That's partly true and necessity is the mother of invention but now you're into an R&D cycle to replace a product. Given it's got to fit into a slot in the original equipment it doesn't just have to work it has to work in that slot. That original part may well have been through dozens of iterations spanning years to deliver that level of performance in that form factor. Mfg Tungsten Carbide cutting heads for drilling or excavating is a very specialized technology and if you're using diamond heads then even the raw materials may not exist on planet.

Another case in point. Semiconductors and LEDs (both for lighting and lasers) are the product of multi $Bn factories. While a small scale system (making ones and twos at a time) could be much cheaper no one knows how to build such a system.  And of course it's very doubtful the chip makers will supply the IP needed to duplicate their parts, so you'll have to reverse engineer them.

But these are comparatively simple components.

Personally I would say the EVA suit will be a massive challenge to make locally. It's got a very complex combination of materials (fabrics) and products combined together in a very complex thermoelectromechanical system.

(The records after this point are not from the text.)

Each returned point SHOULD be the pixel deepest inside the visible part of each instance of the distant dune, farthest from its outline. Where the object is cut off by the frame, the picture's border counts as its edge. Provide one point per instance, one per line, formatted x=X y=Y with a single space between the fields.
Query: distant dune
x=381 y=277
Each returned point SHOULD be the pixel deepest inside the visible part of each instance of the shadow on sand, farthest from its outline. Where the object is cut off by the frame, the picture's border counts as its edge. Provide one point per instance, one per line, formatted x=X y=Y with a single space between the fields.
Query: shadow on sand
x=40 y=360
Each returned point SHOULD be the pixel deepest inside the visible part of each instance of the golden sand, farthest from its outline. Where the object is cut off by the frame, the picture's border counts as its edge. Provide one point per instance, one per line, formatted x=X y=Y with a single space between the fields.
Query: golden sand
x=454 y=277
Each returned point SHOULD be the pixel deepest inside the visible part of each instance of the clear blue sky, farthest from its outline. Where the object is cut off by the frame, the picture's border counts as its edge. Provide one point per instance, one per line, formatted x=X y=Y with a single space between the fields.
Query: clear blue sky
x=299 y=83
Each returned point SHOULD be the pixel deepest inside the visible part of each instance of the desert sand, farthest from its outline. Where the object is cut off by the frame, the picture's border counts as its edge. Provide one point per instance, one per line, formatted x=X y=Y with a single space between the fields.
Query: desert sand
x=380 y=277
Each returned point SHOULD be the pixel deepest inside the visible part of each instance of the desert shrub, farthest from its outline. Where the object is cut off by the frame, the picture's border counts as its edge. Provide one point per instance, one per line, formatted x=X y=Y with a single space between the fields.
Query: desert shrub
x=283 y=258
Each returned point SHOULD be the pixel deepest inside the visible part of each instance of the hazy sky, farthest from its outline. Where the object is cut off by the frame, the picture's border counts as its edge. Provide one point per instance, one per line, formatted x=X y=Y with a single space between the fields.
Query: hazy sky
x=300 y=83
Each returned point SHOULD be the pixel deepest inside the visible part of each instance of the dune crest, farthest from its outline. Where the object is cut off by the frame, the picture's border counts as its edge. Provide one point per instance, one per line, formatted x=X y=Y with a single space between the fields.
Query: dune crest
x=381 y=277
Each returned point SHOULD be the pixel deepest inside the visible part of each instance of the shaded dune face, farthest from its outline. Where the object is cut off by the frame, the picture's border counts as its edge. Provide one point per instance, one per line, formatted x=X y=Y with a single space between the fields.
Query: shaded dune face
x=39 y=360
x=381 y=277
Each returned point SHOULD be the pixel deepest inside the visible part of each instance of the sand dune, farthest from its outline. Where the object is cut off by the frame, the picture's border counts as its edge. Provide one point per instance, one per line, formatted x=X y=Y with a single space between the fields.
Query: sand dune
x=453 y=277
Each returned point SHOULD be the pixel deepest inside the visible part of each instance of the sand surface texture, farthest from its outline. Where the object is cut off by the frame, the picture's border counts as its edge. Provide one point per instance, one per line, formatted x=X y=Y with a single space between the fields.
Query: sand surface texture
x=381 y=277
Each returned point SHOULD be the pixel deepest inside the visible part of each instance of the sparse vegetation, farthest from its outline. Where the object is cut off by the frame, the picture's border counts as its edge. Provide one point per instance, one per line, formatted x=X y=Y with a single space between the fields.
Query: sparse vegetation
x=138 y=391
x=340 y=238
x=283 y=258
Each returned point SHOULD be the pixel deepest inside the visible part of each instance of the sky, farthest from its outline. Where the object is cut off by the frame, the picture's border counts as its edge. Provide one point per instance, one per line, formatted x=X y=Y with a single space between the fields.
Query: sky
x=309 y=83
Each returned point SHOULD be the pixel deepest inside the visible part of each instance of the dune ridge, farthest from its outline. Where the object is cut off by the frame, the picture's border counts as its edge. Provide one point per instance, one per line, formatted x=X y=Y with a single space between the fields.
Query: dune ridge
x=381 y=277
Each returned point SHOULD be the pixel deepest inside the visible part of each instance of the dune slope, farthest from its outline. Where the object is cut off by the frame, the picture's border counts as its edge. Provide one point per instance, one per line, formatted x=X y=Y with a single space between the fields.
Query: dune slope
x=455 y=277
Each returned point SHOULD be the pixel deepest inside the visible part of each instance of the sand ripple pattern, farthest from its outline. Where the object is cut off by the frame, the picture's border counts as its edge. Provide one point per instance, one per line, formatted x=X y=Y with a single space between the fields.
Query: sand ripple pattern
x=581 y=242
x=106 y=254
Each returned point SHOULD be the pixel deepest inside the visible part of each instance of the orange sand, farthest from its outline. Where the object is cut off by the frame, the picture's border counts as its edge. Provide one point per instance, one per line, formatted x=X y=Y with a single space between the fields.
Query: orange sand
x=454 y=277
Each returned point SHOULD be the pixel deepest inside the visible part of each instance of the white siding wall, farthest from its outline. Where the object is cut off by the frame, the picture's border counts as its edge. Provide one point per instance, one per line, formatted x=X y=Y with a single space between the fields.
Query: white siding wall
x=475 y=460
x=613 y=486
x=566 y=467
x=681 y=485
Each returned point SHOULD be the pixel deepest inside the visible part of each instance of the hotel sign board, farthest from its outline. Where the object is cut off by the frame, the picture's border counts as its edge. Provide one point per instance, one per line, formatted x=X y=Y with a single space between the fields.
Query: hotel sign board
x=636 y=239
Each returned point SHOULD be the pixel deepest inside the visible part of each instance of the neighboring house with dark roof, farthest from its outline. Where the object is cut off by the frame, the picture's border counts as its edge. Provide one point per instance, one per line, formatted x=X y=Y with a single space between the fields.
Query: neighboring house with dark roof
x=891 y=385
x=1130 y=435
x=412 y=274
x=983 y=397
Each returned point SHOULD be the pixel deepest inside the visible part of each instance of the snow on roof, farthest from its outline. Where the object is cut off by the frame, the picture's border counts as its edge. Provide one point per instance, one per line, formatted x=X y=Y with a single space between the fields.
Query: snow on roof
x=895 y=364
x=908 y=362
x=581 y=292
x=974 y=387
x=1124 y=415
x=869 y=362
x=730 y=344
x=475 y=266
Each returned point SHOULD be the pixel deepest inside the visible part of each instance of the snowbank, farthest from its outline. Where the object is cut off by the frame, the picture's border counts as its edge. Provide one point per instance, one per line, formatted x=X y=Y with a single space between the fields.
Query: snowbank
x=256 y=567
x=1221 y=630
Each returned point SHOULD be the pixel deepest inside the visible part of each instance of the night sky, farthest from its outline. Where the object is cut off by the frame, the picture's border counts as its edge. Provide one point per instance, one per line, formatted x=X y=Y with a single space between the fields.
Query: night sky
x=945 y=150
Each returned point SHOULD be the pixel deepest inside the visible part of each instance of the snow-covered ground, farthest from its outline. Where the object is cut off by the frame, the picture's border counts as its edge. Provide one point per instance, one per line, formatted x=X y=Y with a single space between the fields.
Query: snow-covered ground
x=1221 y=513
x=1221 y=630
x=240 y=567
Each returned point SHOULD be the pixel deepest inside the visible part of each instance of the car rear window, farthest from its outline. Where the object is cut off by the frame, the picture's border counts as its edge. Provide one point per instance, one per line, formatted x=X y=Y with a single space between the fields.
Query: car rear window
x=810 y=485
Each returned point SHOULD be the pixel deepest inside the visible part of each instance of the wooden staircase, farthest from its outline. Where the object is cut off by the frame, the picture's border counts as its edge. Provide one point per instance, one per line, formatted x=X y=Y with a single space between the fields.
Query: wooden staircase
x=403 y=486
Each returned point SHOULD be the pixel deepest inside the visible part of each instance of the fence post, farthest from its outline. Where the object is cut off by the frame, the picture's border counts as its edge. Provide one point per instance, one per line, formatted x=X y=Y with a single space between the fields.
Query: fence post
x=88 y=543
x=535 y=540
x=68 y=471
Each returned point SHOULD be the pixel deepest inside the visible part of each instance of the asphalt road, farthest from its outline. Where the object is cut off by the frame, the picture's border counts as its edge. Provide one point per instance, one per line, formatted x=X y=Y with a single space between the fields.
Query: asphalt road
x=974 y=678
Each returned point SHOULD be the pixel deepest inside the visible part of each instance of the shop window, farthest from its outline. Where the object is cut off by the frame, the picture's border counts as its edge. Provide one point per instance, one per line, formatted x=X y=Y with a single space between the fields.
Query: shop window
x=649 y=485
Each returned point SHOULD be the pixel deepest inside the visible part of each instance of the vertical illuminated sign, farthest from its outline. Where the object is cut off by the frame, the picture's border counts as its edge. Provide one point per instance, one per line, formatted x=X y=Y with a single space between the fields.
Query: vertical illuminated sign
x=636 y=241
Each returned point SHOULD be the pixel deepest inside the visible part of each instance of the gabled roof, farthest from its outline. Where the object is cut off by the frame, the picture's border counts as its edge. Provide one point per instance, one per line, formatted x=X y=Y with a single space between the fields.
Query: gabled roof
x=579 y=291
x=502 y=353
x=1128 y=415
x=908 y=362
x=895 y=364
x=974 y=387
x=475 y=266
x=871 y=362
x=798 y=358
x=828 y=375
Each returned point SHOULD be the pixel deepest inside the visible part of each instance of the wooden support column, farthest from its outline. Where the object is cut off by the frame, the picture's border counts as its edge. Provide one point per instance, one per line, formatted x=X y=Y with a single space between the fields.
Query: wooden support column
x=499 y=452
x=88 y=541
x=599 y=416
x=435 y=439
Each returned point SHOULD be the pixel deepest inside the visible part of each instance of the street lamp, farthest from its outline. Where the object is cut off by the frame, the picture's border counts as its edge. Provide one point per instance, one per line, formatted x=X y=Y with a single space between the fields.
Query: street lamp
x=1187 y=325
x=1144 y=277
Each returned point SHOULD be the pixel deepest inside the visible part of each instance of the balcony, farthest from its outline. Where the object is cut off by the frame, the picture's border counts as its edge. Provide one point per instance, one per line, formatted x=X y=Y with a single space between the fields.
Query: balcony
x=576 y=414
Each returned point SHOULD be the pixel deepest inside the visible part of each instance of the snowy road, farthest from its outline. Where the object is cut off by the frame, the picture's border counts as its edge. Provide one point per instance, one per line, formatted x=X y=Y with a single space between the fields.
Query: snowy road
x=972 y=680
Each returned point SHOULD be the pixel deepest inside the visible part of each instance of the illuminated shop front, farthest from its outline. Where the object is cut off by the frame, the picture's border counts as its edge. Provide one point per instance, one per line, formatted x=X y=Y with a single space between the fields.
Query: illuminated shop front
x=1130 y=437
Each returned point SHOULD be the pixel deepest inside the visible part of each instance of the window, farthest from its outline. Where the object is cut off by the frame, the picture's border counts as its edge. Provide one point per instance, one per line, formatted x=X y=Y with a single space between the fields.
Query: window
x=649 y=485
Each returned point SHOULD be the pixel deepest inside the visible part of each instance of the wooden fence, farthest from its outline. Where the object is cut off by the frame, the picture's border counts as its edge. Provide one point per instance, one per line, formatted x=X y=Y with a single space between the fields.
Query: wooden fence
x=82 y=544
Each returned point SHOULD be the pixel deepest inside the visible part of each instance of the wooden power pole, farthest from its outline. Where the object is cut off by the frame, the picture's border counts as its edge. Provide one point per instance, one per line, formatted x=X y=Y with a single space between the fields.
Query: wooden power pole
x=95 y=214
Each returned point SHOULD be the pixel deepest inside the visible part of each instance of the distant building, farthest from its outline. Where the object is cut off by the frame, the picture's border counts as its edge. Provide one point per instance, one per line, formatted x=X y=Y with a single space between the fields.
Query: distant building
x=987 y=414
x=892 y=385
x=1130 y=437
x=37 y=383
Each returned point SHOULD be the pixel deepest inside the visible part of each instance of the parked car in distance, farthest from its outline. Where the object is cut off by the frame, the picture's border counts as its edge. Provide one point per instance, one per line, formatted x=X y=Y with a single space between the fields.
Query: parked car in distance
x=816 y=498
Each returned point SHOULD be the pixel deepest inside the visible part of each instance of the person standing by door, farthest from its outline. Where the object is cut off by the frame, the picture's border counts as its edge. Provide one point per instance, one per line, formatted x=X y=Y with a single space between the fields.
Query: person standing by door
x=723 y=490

How many people do you know who can make their own gloves? Can they do that in a 3 or 4 layer composite? Worn out EVA suits mean no surface access. No surface operations. That means not being able to access anything that is not directly connected to the settlement. Replacing humans with robot avatars does not help. The problem remains. What do you do when you run out of spares for the parts you can't make?

With humans on site to handle some of the tricky tasks basic ISRU looks pretty viable but self sufficiency as in no resupply from Earth is IMHO centuries away, even with a well worked out plan to do so, rather than letting "market forces" set the make/buy decisions.

This is why I think it's important to find ways for the settlement to generate cash flow from  Earth to buy in those parts it can't make on Mars, and won't be able to make on Mars for a very long time.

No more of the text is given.